4. Mental stimulation. New experiences stimulate the brain. We grow the most when we step outside our comfort zone. When we break away from the same routine our brain thinks about problems in a different way. Being away from the office or home can help us identify new solutions. We may encounter situations through our volunteering that will help us understand our coworkers or families better and gain new perspectives on what we can and should do. Volunteering creates new experiences and positive psychology research indicates that we need new experiences to sustain happiness. Volunteering is a great opportunity to try something completely different from what we have been doing, a new activity, a new community, a new industry. Why not try joining an activity or community that you were always curious about and help people at the same time?
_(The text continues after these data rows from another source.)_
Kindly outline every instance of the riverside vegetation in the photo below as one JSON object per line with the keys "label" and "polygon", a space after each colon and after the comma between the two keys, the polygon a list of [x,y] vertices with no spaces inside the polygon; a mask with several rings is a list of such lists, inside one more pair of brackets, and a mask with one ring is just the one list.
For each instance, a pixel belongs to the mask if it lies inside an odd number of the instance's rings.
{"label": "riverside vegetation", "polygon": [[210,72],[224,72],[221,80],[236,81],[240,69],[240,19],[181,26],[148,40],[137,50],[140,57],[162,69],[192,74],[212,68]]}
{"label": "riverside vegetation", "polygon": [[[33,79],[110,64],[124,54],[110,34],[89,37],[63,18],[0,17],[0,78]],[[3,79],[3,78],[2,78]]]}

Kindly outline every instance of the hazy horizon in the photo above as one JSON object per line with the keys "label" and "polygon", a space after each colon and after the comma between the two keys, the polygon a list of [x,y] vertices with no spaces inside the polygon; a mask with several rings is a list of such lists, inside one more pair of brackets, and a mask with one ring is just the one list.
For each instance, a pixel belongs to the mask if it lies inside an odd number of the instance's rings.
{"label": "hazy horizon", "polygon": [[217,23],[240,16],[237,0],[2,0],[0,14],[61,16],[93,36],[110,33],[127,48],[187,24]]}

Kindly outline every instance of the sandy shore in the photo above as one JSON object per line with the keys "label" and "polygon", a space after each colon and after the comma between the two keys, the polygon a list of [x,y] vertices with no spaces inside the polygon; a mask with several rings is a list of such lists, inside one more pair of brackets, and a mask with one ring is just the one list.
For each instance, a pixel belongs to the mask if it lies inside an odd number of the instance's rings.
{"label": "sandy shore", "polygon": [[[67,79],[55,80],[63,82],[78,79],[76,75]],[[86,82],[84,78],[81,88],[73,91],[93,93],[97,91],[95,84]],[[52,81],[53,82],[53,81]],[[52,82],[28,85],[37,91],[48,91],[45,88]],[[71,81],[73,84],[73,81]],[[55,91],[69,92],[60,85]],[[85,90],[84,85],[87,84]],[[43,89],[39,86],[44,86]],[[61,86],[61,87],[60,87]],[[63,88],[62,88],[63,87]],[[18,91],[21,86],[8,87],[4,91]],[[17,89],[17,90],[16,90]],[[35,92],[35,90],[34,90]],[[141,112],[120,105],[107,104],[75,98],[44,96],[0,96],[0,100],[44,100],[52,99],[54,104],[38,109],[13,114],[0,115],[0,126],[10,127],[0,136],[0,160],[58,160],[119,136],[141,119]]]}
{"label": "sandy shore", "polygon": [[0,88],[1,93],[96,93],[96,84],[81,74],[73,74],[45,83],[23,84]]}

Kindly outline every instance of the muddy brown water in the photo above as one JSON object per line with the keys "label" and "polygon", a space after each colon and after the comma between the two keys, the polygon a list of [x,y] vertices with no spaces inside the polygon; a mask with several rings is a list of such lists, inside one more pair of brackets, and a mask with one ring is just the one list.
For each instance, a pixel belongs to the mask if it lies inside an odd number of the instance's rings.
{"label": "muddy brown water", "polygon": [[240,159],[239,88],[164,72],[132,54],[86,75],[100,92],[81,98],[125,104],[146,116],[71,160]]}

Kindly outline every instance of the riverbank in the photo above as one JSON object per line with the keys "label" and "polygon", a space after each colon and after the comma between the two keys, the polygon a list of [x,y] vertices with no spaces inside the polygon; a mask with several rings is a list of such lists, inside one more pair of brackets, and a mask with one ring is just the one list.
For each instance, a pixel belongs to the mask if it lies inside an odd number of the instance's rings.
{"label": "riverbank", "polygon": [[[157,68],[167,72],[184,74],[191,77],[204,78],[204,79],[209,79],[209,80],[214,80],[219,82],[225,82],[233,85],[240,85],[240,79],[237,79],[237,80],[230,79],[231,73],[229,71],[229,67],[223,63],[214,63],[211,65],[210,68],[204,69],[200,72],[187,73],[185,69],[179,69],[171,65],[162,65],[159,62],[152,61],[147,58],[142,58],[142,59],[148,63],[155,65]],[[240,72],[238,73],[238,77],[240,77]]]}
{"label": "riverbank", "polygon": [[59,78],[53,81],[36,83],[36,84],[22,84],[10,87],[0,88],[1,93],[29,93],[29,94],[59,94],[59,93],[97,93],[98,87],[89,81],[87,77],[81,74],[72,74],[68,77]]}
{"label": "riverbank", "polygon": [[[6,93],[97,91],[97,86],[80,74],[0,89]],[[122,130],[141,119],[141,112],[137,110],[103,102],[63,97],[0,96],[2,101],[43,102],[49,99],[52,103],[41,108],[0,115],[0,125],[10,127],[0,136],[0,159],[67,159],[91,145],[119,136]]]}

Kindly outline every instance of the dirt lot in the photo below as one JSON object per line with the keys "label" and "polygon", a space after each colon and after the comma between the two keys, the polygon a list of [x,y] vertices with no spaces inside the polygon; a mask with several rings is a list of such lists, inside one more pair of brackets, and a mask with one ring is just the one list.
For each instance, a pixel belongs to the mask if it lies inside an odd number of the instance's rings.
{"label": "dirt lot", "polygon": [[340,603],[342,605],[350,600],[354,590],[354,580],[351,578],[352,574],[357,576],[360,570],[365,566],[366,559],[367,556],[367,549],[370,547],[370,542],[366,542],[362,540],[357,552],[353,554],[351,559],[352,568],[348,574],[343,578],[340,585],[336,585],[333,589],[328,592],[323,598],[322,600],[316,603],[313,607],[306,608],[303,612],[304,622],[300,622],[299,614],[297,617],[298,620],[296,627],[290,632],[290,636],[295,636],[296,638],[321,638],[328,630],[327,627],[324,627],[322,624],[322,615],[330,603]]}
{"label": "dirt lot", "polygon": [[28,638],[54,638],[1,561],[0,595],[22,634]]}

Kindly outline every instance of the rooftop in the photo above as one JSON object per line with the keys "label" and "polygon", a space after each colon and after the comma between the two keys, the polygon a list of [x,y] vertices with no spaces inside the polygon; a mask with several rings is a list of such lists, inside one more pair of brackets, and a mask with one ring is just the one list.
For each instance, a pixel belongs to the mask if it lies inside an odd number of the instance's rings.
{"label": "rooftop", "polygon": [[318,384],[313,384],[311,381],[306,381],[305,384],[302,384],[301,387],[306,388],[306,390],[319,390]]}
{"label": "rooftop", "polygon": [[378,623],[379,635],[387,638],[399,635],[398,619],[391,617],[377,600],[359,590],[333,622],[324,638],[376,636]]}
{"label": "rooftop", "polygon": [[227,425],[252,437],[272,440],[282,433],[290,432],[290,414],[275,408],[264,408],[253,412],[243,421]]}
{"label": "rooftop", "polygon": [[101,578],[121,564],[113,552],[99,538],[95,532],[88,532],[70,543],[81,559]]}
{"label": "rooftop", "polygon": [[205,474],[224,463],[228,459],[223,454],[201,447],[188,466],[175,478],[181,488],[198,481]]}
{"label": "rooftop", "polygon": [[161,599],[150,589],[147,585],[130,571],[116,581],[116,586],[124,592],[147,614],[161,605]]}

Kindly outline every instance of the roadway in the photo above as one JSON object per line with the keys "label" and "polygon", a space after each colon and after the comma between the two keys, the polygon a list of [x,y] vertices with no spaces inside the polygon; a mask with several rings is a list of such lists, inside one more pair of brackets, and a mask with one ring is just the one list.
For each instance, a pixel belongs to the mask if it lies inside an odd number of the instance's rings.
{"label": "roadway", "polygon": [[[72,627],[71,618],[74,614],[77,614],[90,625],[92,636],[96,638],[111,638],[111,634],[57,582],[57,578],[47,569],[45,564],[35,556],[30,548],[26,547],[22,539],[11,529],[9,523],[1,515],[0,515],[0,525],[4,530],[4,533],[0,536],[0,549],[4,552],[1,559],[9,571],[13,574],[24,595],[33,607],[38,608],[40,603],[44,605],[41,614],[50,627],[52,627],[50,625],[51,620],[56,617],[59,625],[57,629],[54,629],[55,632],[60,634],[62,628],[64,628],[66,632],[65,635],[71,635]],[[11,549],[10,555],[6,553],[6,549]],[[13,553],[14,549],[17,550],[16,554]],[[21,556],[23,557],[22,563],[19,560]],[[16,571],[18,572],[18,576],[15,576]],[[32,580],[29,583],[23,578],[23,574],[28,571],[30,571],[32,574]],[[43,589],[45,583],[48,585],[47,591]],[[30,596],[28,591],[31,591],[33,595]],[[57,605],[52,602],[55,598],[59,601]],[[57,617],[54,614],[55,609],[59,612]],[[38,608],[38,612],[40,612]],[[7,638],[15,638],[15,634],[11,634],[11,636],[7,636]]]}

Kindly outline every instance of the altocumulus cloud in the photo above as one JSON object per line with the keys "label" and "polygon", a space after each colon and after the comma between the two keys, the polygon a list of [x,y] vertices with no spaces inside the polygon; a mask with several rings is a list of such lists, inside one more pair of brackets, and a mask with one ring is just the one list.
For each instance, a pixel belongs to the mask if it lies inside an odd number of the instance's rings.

5. Continue the cycle. We all have people in our lives that inspired us to achieve the unachievable. Parents, teachers, friends, colleagues, bosses. These great mentors are not born this way, they are formed through volunteering. We can have a great positive influence on someone else's life too. It is in our own professional interest as well. If we help our employees improve - our employees would produce better work, be more likely to help others and stay with the company longer, and support us should we need their help down the road.
There is a dark side to volunteering. OK, more of a shadow. We should not force our help on others if they are not interested, because that would backfire and cause the opposite effect. We need to understand our own strengths. We should not overburden ourselves with volunteering and give up our own goals. We must still lead our own lives and pursue our own goals. It is about finding a balance.
There were times in my life when I was burned out, because I had given so much of myself to others. I had to recognize that my energy had a limit. I found that medium point now where I can foster growth in others and leave room for my own. It's a fantastic feeling and I hope to share it with you.
So what are you waiting for? Find a great cause and be an inspiration to others!